- Born: August 24, 1835 South Abington, Massachusetts
- Died: October 3, 1883 (aged 48)
- Occupation: Inventor
- Known for: invention of a sewing machine for sewing the soles of shoes to the vamp of the shoe

= Lyman Reed Blake =

American inventor

Lyman Reed Blake (August 24, 1835 – October 3, 1883) was an American inventor who devised a sewing machine for sewing the soles of shoes to the vamp of the shoe. Born in South Abington, Massachusetts, Blake started off in the shoemaker business at a young age, first working for his brother Samuel. Blake later worked in inventor Isaac Singer's company, Singer Corporation, setting up sewing machines in shoe factories. By 1856, he had become a partner in a shoemaking company and spent his time inventing machines to help speed up the process of shoemaking.
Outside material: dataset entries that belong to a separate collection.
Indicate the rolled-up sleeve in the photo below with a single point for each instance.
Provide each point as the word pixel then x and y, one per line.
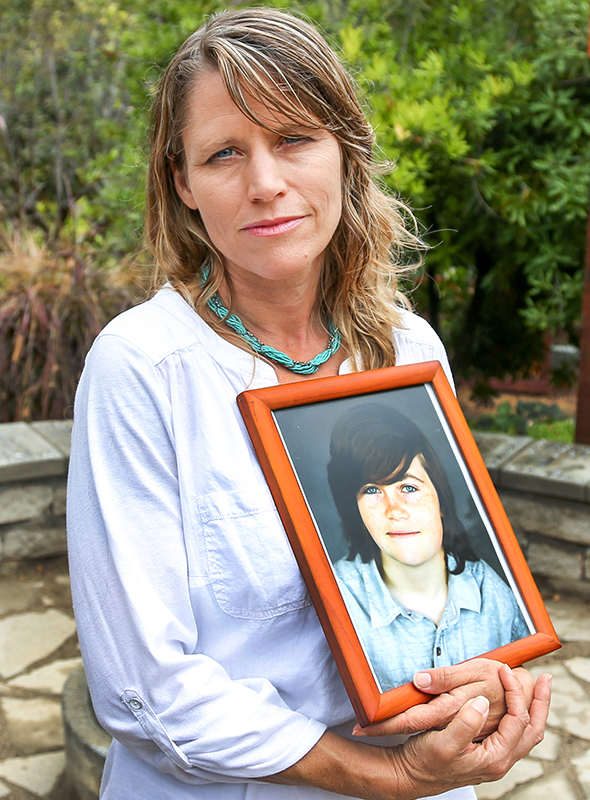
pixel 152 686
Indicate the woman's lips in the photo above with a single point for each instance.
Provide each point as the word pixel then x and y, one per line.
pixel 272 227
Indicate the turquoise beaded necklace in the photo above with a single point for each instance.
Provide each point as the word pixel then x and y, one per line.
pixel 300 367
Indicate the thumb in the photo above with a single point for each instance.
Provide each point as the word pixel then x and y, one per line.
pixel 436 681
pixel 465 726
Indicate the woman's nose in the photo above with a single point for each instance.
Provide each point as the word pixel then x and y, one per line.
pixel 265 176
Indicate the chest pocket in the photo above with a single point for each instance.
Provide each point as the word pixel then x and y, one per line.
pixel 252 569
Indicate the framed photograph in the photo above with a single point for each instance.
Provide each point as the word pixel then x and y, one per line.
pixel 399 533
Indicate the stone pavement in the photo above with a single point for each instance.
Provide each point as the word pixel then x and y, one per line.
pixel 38 649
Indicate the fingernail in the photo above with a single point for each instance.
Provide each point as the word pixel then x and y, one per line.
pixel 422 680
pixel 481 704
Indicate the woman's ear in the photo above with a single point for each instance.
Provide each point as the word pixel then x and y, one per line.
pixel 182 188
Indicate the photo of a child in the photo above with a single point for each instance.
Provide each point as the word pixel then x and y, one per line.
pixel 417 592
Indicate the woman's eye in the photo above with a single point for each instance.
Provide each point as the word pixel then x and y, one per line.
pixel 227 152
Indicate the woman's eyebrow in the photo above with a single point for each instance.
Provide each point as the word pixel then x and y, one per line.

Two years later, on July 6, 1858, Blake received a patent from the United States government for his sewing machine for helping attach the soles of shoes to the upper of the shoe. The sewing machine helped permit the production of low-cost shoes by eliminating the heavy work of hand sewing. Blake then sold the patent to Gordon McKay a year after for $8,000 in cash and a $62,000 share of future profits. Blake later worked for McKay from 1861 until his retirement in 1874, working on improving the machine. The McKay sole-sewing machine was at the top of the market for twenty-one years in both the United States and Great Britain. Blake died on October 5, 1883, at the age of 48.